O primeiro “Fã-Clube” não passaria em um processo seletivo
A gente tem uma ideia romantizada dos apóstolos, mas a verdade é que, se Jesus fosse abrir um grupo de WhatsApp hoje, os 12 primeiros seriam os candidatos ideais para um cancelamento em massa.
Jesus não escolheu modelos de perfeição; Ele escolheu humanidade exposta.
- Mateus: Um cobrador de impostos visto como traidor da pátria.
- Tomé: O cético que precisava tocar para crer.
- Tiago e João: Tão explosivos e ambiciosos que ganharam o apelido de “Filhos do Trovão”.
Eles eram imperfeitos e cheios de falhas. Jesus não os escolheu pelo que eram, mas pelo que se tornariam ao se permitirem ser conhecidos e tratados por Ele.
Pedro: O líder que precisou ser resgatado da desistência
Muitos discutem o papel de Pedro sob uma ótica teológica, mas vamos focar no homem real. Pedro era impulsivo. Ele foi o primeiro a dizer que morreria por Jesus e o primeiro a fugir quando a pressão subiu.
Pedro chegou a se afastar. Esmagado pela culpa de ter negado o Mestre, ele voltou para os barcos na Galileia. Ele desistiu do “fã-clube” porque achou que seu erro era o ponto final. Mas a beleza da história é que o Jesus ressurreto foi até a praia buscou Pedro em sua desilusão.

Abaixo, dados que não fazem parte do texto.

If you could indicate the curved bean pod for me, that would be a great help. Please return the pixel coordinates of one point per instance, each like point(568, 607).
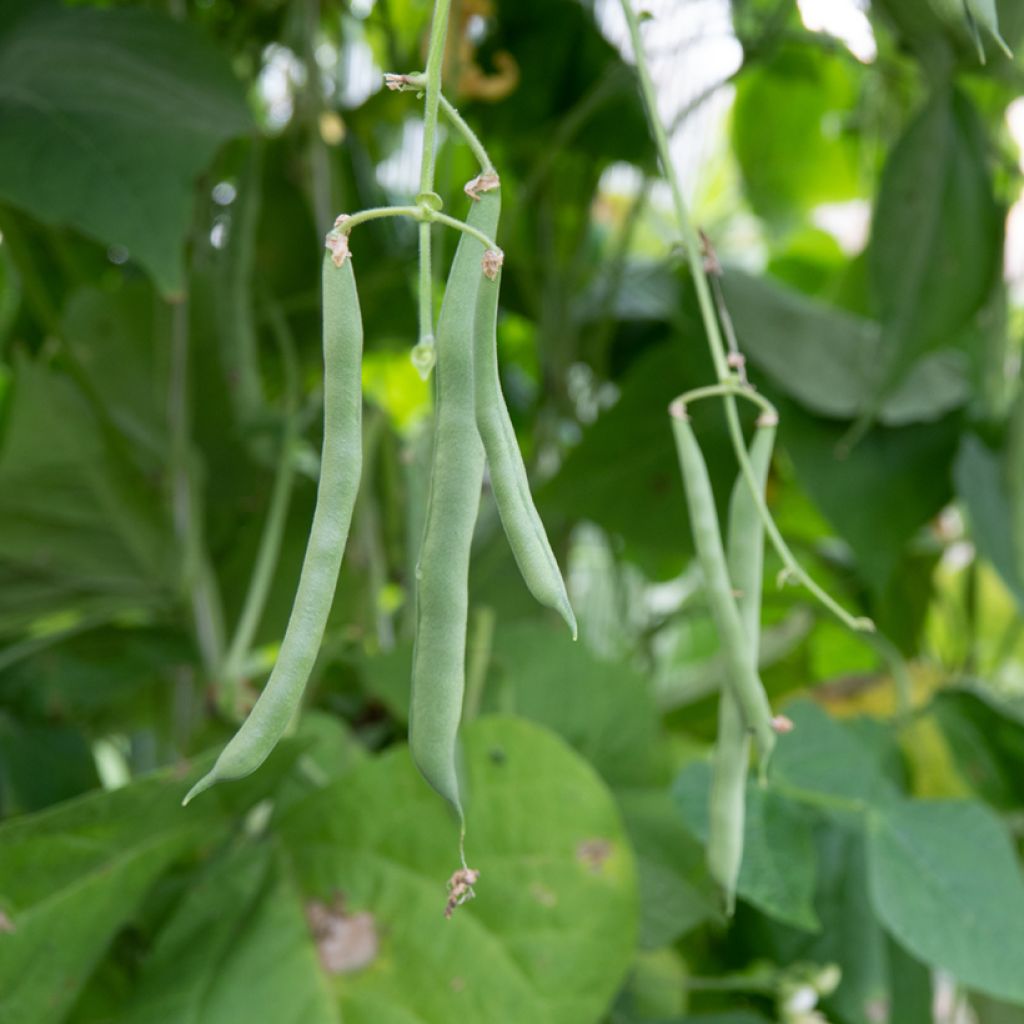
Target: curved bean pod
point(341, 463)
point(456, 482)
point(741, 673)
point(508, 474)
point(744, 553)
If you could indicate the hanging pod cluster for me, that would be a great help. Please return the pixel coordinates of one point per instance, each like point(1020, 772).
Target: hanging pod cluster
point(472, 431)
point(733, 572)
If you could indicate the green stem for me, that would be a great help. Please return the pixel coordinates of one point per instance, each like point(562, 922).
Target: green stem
point(422, 213)
point(715, 341)
point(729, 388)
point(471, 138)
point(377, 212)
point(432, 88)
point(461, 225)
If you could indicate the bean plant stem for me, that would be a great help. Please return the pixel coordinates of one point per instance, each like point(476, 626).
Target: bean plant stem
point(424, 214)
point(468, 134)
point(461, 225)
point(716, 344)
point(435, 62)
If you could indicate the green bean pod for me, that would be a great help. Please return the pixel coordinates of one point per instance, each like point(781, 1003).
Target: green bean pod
point(741, 673)
point(341, 463)
point(744, 554)
point(453, 503)
point(508, 474)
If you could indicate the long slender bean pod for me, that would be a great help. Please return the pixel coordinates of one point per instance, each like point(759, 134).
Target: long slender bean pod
point(744, 554)
point(456, 482)
point(508, 474)
point(740, 671)
point(341, 463)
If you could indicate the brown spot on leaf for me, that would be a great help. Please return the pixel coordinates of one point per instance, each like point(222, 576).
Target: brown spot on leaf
point(346, 942)
point(543, 894)
point(593, 853)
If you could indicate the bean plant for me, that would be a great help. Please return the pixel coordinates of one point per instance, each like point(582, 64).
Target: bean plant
point(409, 468)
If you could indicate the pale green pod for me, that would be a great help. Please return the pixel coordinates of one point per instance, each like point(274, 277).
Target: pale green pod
point(341, 463)
point(744, 554)
point(456, 483)
point(509, 482)
point(741, 673)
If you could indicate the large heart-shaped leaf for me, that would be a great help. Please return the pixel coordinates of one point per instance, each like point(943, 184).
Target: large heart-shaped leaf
point(551, 933)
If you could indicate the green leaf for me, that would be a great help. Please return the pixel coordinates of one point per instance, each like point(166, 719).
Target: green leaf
point(798, 101)
point(883, 492)
point(946, 883)
point(935, 240)
point(677, 894)
point(603, 709)
point(624, 474)
point(850, 935)
point(985, 14)
point(823, 757)
point(551, 933)
point(986, 735)
point(70, 766)
point(115, 341)
point(72, 877)
point(109, 116)
point(79, 521)
point(826, 358)
point(993, 1012)
point(909, 987)
point(239, 947)
point(778, 868)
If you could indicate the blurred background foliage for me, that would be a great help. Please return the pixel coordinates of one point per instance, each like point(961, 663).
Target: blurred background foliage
point(167, 170)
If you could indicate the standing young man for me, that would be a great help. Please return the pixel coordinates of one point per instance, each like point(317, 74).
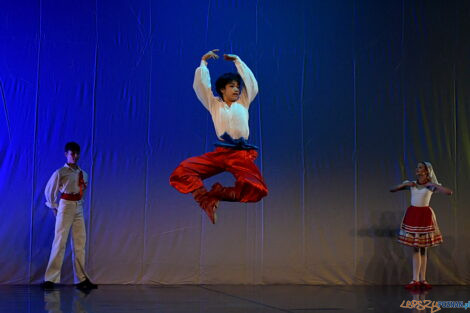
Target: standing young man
point(71, 181)
point(233, 154)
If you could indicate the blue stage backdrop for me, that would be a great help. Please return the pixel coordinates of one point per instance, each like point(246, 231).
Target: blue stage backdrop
point(352, 95)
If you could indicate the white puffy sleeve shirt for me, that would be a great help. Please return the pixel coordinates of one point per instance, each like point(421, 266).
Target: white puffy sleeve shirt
point(227, 119)
point(64, 180)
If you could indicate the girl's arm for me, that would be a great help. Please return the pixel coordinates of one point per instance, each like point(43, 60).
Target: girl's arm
point(405, 185)
point(439, 188)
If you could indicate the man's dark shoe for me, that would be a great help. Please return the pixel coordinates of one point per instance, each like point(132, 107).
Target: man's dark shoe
point(86, 284)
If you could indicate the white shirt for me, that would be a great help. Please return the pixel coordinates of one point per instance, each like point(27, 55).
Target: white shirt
point(65, 180)
point(227, 119)
point(420, 196)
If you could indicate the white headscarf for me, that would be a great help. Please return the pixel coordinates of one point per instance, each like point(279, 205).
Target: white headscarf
point(432, 175)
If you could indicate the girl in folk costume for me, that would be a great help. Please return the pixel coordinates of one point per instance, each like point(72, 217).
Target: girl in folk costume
point(419, 228)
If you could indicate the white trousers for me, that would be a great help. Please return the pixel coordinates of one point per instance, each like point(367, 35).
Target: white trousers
point(69, 215)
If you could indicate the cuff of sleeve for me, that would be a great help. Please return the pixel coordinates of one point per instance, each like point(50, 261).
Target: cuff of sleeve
point(52, 205)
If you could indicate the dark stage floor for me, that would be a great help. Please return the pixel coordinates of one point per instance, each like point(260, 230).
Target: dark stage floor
point(224, 299)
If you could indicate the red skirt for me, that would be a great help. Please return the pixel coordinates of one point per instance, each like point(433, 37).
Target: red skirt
point(419, 228)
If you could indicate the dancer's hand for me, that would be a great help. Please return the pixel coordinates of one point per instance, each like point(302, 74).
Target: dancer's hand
point(230, 57)
point(210, 55)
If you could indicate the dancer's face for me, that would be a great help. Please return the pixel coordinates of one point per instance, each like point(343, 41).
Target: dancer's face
point(421, 170)
point(72, 157)
point(231, 92)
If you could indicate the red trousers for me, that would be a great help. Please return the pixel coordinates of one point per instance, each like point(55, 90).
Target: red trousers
point(250, 185)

Jesus não permitiu que o erro de Pedro fosse o seu fim. Ao aceitar a restauração e voltar para o convívio dos outros discípulos, ele se tornou um pilar essencial. Jesus usa pessoas que se deixam encontrar na sua pior versão.
Por que dizer que amo Jesus mas não a igreja pode ser uma armadilha?
A provocação que quero te fazer é: será que o seu ranço do “fã-clube” não é, na verdade, um medo de ser visto sem filtros? No grupo, nossos defeitos aparecem — assim como os dos discípulos apareceram. Mas é exatamente nesse “atrito” que o caráter é moldado.
Jesus disse em Mateus 10:40: “Quem vos recebe, a mim me recebe”. Ele identificou Sua presença com Seus enviados, por mais falhos que eles sejam. Rejeitar a comunidade por causa das imperfeições dos outros pode ser, muitas vezes, uma forma de evitar o processo de cura que Jesus quer fazer em você através deles.
Um convite para caminhar de perto (O Próximo Passo)
Se você sente que sua fé está por um fio, eu quero te convidar a olhar para o Jesus real. Aquele que anda com pecadores e restaura pescadores frustrados.
Essa jornada de restauração é o que exploramos profundamente aqui no blog através do nosso Plano de Leitura Bíblica Anual. Se você navegar pelos nossos conteúdos, verá que o mês de Agosto é dedicado exclusivamente a temas de Restauração que ajude a fé resistir em meio a dor, vale muito a pena conferir o artigo.
Agora porém estamos em Dezembro, o momento perfeito para você organizar sua vida espiritual. Não importa se você está começando agora ou recomeçando após uma queda: o convite para sair do isolamento e entrar no propósito continua de pé. Não finalize o ano sem a companhia de Jesus e o corpo que ele escolheu para representá-lo, a igreja.